Thanksgiving Football is an American Tradition

Thanksgiving once again delivered a terrific batch of NFL games. The Detroit Lions beat the Green Bay Packers 40-10, the Dallas Cowboys topped the Oakland Raiders 31-21, and the Baltimore Ravens held on to beat the Pittsburgh Steelers 22-20.

While the games this year were as entertaining as ever, it is important to recognize how significant a role football on Thanksgiving plays in our lives.

Football on the fourth Thursday in November dates back to the very beginnings of the game itself. The first Thanksgiving Day game was played in 1869 in Philadelphia, less than two weeks after Princeton defeated Rutgers in what is considered to be the first American football game.

The tradition of playing football on Thanksgiving began in 1876, when Yale and Princeton played each other in the first of what would be many Thanksgiving meetings.
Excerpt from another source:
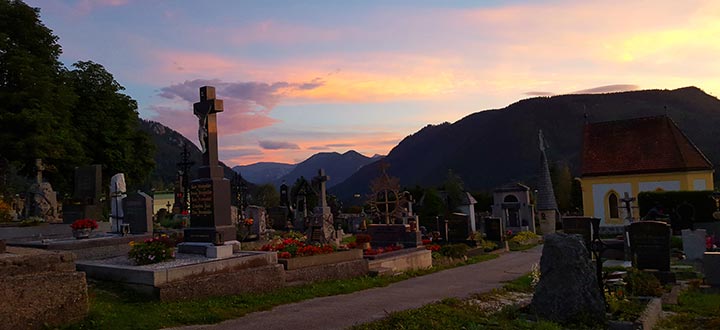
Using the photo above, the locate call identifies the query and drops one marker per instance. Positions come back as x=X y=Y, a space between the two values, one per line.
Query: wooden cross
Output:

This tradition further solidified itself in the games between the University of Michigan and the Chicago Maroons, who played each other from 1885 to 1905.

The National Football League and Thanksgiving have gone hand-in-hand from the league’s inception in 1920, yet the first major game happened in 1934. The game was between the Detroit Lions and the Chicago Bears, in the inaugural year of Detroit hosting the annual Thanksgiving game.

While the Bears won the game 19-16, the defeat nonetheless sparked an 80-year tradition for the Lions that has continued through this most recent win over the Packers. The Dallas Cowboys adopted the other Thanksgiving game in 1966, and since then, Dallas has hosted a game each year alongside Detroit.

“I’ve always loved football on Thanksgiving,” said Ramapo senior Mike Puzino. “There are always great games on TV that my whole family watches together after we eat. Football really has a way of bringing people together, and it’s especially true on Thanksgiving.”

Ramapo sophomore Vin Pellillo added, “I’m actually not that big of a football fan, but me and my family always watch at least one game every Thanksgiving. I don’t see my relatives that often, and football honestly gives us something to talk about when we’ve exhausted all other topics of conversation.”